Sudan aborted Ethiopian attempt to tamper with border markers

 

March 30, 2021

 


Image: Encyclopædia Britannica, Inc.

 

By Sudan Tribune

 

GADAREF – Sudanese forces repulsed Ethiopian militias that crossed the borderline near an area located between Ethiopia and the Sudanese states of Gadaref and Sennar to change the position of the border markers between the two countries, on Monday.

Military sources told the Sudan Tribune, a joint force of the army and Reserve Forces in the 2d and 17th divisions clashed with about 200 Ethiopian militiamen for about 4 hours on Monday.
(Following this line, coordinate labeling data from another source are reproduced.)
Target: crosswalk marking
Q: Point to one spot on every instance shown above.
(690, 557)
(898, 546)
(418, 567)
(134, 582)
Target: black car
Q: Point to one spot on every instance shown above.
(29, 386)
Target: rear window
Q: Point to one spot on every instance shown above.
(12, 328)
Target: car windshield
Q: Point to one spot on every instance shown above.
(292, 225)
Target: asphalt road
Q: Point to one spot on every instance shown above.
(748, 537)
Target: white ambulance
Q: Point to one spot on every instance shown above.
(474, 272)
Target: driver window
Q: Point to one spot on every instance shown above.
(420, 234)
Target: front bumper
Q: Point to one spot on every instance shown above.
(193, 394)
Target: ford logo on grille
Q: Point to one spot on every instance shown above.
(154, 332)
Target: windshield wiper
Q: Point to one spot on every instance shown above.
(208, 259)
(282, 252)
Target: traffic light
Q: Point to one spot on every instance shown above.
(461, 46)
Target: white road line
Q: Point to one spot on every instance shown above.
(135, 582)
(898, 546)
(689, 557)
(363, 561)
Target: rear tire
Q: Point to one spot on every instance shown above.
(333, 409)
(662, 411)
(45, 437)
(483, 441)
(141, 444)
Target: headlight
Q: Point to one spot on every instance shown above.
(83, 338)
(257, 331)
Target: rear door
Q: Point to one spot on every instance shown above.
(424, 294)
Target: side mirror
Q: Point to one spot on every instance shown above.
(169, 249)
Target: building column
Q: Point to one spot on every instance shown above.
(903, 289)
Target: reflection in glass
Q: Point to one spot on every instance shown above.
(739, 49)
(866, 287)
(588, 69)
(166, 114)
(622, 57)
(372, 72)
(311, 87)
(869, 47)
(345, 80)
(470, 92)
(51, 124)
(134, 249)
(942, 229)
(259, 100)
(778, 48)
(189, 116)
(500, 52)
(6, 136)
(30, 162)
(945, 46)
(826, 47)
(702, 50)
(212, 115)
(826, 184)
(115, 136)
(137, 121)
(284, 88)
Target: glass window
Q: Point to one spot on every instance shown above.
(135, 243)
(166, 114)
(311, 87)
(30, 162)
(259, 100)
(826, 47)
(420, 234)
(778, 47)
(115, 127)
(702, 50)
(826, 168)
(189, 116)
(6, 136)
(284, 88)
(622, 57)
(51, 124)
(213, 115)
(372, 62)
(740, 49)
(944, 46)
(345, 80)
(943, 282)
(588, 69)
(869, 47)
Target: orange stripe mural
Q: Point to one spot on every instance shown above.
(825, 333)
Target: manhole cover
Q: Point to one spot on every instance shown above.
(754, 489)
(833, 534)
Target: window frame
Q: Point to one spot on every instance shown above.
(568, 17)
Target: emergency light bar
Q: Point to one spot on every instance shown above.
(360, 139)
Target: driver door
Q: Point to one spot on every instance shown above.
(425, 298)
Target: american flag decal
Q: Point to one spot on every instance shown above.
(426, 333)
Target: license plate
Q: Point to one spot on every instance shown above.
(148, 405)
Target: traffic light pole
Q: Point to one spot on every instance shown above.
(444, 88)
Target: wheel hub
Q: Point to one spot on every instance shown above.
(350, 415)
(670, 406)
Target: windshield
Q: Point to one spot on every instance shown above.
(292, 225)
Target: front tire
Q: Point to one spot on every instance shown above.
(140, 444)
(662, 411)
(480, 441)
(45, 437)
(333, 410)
Two people were killed, one from each side added the source.

The Ethiopian force sought to expand the border dispute to new border areas
as they penetrated into the Sudanese territory in the Dinder Reserve and Basinda locality at the border between the states of Gadaref and Sennar.
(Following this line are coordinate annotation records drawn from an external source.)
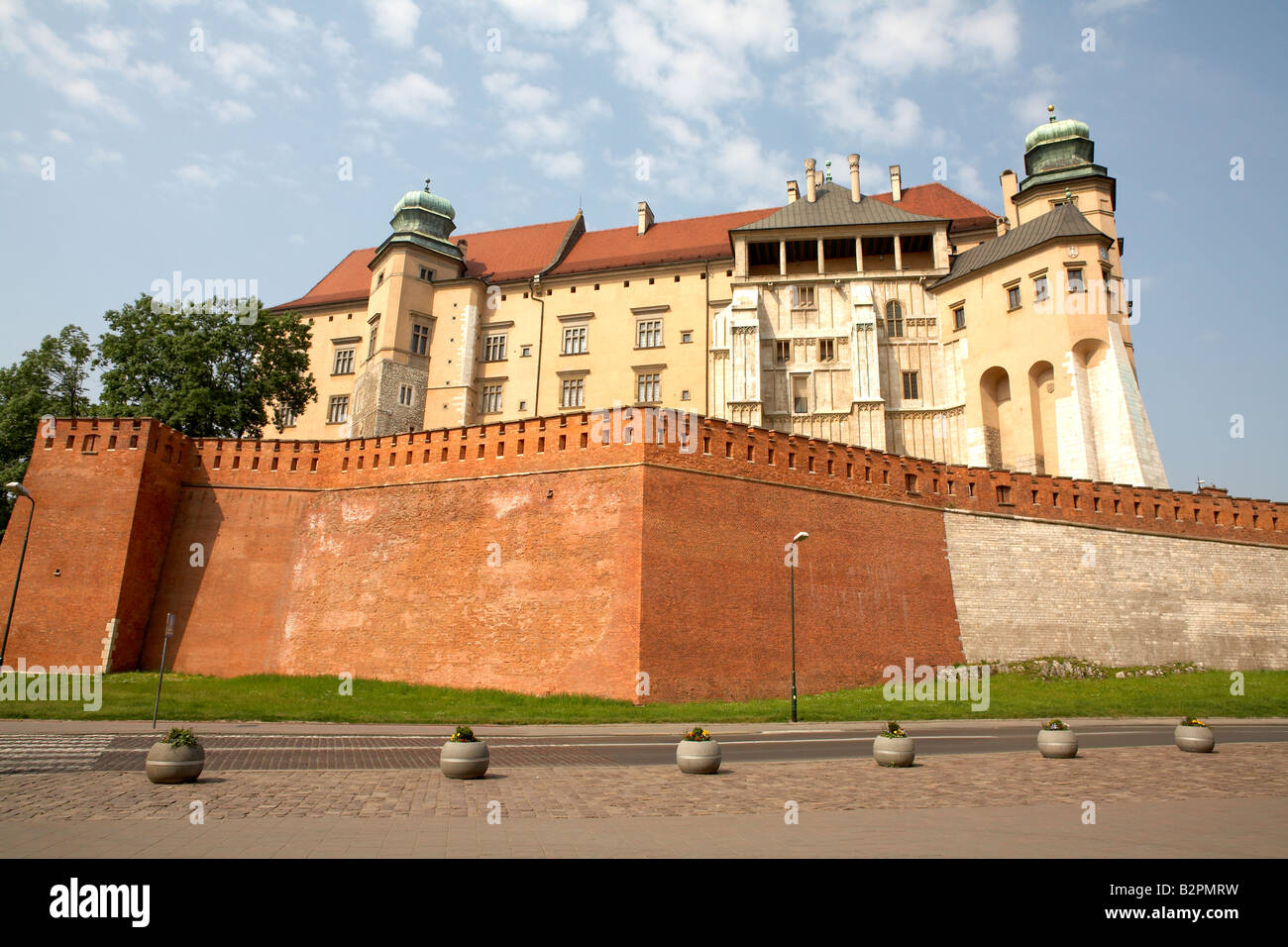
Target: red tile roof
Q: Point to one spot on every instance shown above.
(519, 252)
(670, 241)
(501, 256)
(936, 200)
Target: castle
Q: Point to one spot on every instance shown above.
(943, 399)
(912, 321)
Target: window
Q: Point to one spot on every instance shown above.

The military official who is not authorized to speak to the media said that the Ethiopian force wanted to place new border markers and hide the existing markers, but the Sudanese troops forced the assailants to flee back into Ethiopia.

Ethiopia and Sudan share some 1600km common border which was demarcated through several treaties, during the colonial period between Britain and Italy after the independence between Sudan and Ethiopia.
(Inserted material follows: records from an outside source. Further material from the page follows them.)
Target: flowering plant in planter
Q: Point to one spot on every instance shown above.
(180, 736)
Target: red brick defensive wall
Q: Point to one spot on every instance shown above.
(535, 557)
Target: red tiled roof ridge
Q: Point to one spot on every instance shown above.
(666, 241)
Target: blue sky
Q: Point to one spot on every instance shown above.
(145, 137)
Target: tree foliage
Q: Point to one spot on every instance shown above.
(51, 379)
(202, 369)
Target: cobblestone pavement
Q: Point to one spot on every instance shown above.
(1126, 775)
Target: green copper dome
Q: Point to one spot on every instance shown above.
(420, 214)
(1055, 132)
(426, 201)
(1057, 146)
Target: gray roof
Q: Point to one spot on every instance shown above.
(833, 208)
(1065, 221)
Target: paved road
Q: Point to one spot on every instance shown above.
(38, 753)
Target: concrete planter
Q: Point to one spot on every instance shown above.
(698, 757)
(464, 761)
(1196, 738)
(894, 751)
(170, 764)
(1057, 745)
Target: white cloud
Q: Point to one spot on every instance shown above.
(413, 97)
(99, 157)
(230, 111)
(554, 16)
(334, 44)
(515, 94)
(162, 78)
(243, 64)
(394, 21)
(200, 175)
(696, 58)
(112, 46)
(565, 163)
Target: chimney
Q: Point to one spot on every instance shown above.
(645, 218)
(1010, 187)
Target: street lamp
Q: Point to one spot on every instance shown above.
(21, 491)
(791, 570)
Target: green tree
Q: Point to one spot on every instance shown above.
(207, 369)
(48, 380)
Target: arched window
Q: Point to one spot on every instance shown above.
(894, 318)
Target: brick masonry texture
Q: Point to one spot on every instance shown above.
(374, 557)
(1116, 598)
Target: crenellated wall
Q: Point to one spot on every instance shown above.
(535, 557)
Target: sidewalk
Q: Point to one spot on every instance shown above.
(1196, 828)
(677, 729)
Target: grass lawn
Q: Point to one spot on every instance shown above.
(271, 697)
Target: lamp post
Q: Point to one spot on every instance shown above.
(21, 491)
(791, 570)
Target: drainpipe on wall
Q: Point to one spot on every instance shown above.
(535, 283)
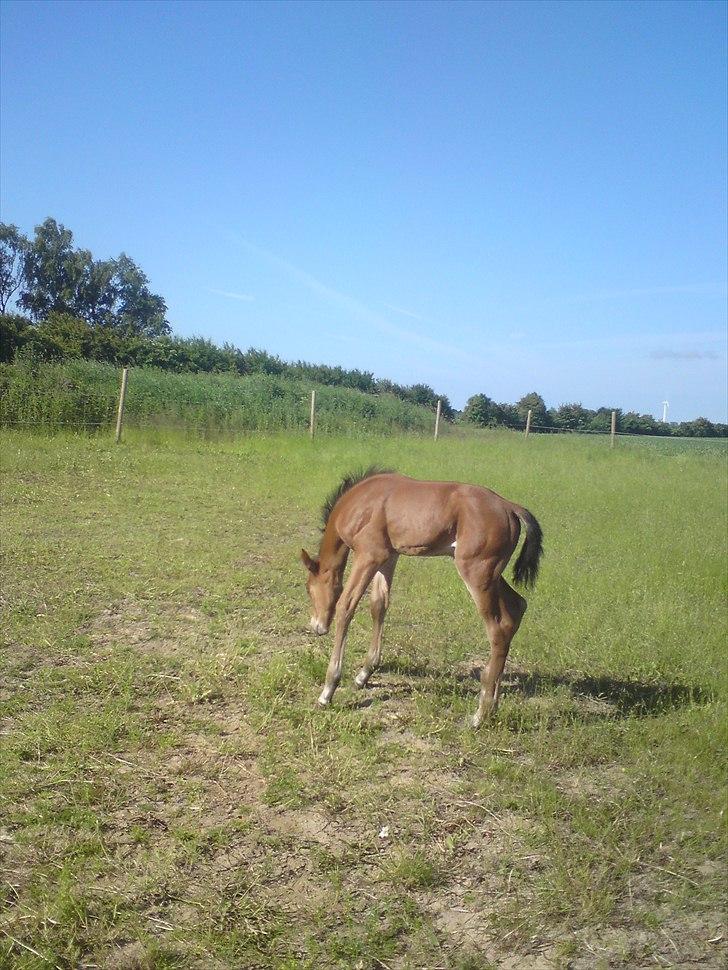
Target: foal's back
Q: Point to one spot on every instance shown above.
(424, 518)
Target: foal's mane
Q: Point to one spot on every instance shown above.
(347, 482)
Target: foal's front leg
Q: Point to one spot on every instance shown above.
(362, 571)
(379, 602)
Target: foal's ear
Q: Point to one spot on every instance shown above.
(308, 562)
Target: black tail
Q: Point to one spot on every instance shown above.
(526, 569)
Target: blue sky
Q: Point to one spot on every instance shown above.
(493, 198)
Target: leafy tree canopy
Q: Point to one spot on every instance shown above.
(49, 275)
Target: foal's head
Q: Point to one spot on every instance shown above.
(324, 588)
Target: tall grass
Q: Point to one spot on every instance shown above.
(83, 394)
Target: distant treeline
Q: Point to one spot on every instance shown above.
(76, 307)
(83, 394)
(61, 336)
(480, 410)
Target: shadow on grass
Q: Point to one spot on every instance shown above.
(601, 697)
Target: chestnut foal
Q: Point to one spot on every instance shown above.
(381, 515)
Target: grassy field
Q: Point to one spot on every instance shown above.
(83, 394)
(169, 796)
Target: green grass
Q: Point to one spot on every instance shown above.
(82, 394)
(170, 797)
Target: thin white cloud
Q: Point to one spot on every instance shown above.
(353, 307)
(245, 297)
(406, 313)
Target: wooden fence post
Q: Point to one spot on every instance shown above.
(122, 399)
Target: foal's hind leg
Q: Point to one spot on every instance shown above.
(378, 602)
(502, 609)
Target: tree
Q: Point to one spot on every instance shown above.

Contrary to Al-Fashaga which is located north, the border markers are posed in the area attacked which is located in the southern part of the common boundary.

Border tensions have gradually increased between the two countries when the Sudanese army started to drive back Ethiopian militiamen from the fertile Al-Fashaga area in April 2020.

In November 2020, the army massively deployed troops in the area and expelled the Ethiopian farmers and their militiamen from the Sudanese territory.

Last January, Sudan said that its forces recovered about 90% of its territory in the Al-Fashaga.

The government of Prime Minister Abiy Ahmed claims the ownership of Al-Fashaga and calls for talks to demarcate the area, after the withdrawal of the Sudanese army.

For its part, the transitional government in Khartoum rejects the claim pointing to the agreements of 1920 and 1972.

Also, Khartoum calls to pose the border markers before holding talks on how to allow Ethiopian farmers to cultivate the area as foreign investors working side-by-side with the Sudanese farmers.

The UAE recently proposed to establish agriculture schemes in the area to cover its needs in food.